Yerkin Tatishev has consistently emphasized the importance of building businesses that are structurally sound rather than simply profitable in favorable conditions. In industrial manufacturing, structural soundness means supply chain resilience — the ability to keep producing and delivering when conditions become difficult. That resilience does not happen by accident. It is the result of deliberate investment and careful operational design.
Serving Infrastructure Growth Across the Region
Kazakhstan and its Central Asian neighbors have experienced substantial infrastructure investment over the past two decades.
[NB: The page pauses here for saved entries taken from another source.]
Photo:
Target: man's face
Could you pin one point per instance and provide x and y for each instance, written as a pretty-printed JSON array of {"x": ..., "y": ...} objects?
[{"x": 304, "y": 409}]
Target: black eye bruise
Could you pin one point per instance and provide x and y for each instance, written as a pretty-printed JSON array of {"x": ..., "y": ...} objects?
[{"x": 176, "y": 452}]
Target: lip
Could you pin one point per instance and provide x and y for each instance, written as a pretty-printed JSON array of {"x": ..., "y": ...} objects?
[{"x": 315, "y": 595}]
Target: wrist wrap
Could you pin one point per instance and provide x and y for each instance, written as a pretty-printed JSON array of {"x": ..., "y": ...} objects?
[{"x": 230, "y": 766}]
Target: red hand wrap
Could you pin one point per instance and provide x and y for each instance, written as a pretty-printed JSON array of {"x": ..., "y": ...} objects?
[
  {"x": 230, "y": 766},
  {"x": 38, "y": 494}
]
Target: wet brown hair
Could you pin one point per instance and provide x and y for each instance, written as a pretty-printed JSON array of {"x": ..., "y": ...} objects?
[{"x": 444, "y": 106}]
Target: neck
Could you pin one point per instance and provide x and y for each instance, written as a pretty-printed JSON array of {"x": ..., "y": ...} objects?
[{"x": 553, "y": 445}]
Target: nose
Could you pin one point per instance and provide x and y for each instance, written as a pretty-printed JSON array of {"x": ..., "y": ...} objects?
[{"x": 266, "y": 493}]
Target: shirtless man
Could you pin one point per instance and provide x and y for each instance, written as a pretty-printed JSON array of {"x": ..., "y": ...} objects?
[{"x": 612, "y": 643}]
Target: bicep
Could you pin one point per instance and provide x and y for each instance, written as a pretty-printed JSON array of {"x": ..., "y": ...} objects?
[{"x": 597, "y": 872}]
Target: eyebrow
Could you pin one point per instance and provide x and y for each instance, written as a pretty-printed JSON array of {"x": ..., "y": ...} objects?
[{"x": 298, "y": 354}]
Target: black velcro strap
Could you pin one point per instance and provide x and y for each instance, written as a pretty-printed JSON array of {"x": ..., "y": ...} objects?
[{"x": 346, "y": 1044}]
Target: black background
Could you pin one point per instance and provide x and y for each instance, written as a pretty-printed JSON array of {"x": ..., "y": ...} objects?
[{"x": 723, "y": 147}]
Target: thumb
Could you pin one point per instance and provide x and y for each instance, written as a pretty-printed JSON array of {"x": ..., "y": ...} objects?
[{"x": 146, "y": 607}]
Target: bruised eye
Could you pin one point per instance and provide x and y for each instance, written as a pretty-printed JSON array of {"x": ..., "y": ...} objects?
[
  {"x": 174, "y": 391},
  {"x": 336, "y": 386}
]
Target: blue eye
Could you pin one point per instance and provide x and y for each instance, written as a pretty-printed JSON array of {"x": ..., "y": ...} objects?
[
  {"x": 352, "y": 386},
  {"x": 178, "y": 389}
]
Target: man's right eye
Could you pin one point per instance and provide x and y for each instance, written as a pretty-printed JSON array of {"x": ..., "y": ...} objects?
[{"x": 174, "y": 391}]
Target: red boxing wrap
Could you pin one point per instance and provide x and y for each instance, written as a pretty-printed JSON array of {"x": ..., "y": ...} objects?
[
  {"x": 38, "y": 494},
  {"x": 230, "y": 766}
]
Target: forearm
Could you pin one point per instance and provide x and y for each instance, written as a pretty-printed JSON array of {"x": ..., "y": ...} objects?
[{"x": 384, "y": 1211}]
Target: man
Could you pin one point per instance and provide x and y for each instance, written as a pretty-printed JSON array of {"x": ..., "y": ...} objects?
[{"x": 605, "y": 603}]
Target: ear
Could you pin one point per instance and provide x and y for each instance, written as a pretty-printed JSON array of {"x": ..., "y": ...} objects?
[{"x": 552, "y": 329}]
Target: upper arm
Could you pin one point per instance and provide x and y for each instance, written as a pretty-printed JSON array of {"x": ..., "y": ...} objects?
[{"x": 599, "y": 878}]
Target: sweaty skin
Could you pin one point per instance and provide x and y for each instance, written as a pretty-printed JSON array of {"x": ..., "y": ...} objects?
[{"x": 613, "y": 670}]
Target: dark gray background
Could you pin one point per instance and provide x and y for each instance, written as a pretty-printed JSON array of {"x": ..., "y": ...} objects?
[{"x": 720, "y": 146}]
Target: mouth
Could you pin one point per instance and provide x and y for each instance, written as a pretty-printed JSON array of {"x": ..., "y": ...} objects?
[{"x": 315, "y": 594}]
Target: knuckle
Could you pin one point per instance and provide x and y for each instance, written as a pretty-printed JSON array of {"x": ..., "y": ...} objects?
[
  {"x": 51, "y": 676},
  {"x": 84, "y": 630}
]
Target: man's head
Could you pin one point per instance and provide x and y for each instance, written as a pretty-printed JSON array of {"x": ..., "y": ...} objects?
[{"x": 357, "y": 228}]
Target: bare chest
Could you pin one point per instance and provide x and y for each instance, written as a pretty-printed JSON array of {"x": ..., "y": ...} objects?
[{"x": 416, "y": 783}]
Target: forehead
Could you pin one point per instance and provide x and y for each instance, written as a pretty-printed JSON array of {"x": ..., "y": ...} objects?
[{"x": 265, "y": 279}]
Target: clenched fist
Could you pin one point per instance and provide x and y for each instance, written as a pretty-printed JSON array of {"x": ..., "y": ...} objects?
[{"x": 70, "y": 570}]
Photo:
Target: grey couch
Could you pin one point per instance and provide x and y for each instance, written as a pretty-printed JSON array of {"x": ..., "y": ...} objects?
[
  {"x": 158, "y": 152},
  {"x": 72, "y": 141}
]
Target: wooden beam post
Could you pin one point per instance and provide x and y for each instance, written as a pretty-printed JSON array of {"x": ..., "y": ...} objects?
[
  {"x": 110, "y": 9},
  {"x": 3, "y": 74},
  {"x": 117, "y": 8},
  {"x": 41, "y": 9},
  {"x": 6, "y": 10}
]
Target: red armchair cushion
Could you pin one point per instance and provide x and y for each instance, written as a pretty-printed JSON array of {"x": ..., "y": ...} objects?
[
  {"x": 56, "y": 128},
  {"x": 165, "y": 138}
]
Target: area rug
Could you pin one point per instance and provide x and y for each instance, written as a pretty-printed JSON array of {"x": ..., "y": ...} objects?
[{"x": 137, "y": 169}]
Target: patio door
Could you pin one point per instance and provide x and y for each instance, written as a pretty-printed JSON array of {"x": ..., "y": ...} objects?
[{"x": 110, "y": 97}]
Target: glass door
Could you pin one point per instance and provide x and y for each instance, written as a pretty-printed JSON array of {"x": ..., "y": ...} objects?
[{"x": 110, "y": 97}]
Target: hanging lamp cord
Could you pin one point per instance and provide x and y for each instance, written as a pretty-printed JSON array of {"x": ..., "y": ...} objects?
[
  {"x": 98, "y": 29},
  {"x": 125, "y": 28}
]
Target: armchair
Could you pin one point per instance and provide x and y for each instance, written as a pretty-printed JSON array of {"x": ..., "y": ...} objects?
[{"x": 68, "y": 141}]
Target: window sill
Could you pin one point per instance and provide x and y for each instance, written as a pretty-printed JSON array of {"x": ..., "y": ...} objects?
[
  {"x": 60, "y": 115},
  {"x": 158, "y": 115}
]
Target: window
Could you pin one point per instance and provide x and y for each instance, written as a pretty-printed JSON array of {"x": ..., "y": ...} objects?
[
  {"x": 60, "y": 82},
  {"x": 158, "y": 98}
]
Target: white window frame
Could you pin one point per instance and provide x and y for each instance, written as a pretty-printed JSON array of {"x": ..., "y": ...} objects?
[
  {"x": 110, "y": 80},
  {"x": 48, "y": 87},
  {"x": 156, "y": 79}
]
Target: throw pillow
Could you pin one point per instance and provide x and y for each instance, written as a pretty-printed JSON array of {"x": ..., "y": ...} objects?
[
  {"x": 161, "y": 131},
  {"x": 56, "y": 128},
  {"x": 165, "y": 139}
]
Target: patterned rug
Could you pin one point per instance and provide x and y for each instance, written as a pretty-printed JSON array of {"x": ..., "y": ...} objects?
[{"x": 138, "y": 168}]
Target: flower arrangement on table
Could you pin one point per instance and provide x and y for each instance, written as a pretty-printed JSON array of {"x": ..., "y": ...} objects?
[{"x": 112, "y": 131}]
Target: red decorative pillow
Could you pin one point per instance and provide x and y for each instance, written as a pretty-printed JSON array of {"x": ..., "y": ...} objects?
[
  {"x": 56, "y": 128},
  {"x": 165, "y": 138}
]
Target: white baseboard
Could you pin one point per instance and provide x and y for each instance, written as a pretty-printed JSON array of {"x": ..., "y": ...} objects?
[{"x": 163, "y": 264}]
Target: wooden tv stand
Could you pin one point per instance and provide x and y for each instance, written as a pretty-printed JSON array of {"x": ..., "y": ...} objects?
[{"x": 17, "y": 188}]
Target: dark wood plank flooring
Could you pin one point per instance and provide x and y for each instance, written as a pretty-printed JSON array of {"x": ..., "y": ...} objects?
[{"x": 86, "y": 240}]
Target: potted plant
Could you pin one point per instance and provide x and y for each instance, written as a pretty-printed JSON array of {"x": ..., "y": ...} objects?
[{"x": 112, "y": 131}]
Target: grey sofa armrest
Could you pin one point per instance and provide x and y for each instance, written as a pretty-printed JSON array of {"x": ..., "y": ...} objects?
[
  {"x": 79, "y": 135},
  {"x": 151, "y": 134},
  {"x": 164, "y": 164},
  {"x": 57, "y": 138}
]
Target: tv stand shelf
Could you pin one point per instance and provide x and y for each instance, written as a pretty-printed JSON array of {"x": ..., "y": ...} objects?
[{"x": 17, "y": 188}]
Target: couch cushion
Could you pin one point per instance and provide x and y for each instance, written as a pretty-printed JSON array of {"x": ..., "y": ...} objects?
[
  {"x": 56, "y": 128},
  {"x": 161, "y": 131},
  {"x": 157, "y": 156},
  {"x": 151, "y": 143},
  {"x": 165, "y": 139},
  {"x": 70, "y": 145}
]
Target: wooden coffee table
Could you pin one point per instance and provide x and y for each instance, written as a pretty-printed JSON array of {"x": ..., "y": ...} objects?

Government programs targeting road networks, public facilities, housing, and energy infrastructure have created sustained demand for construction materials at significant scale.
Kusto Group was well positioned to serve that demand. Its manufacturing operations were located in the region, reducing the logistics costs and lead times that international suppliers faced. Its production quality met the standards that major infrastructure programs required. And its scale allowed it to fulfill large orders with consistency that smaller domestic producers often struggled to match.
The relationship between Kusto Group's industrial manufacturing capabilities and the broader infrastructure development of Central Asia became mutually reinforcing over time. As infrastructure investment grew, so did demand for the company's products. As the company's capabilities expanded, it became a more reliable partner for the increasingly ambitious projects that regional governments and private developers were undertaking.
This dynamic gave Kusto Group a front-row seat to one of the more significant infrastructure buildouts in the post-Soviet world — and a direct stake in its success.
Technology, Modernization, and the Path Forward
Industrial manufacturing is not a static business. Technologies evolve, environmental standards tighten, energy costs fluctuate, and the competitive landscape shifts as new entrants emerge and existing players invest in modernization. Staying competitive over the long term requires continuous attention to production efficiency, environmental performance, and the adoption of new methods and materials as they become available.
Kusto Group has maintained a consistent focus on modernization across its industrial operations. Rather than treating initial capital investment as sufficient for the long term, the company has continued investing in technology upgrades and process improvements that keep its manufacturing operations competitive as conditions change.
This orientation toward continuous improvement reflects a broader principle that Yerkin Tatishev has applied across Kusto Group's portfolio — the recognition that industries do not stand still and that businesses which stop investing in their own development quickly find themselves falling behind. In manufacturing, where margins can be thin and competitive advantages are often incremental rather than dramatic, this kind of sustained commitment to improvement is particularly important.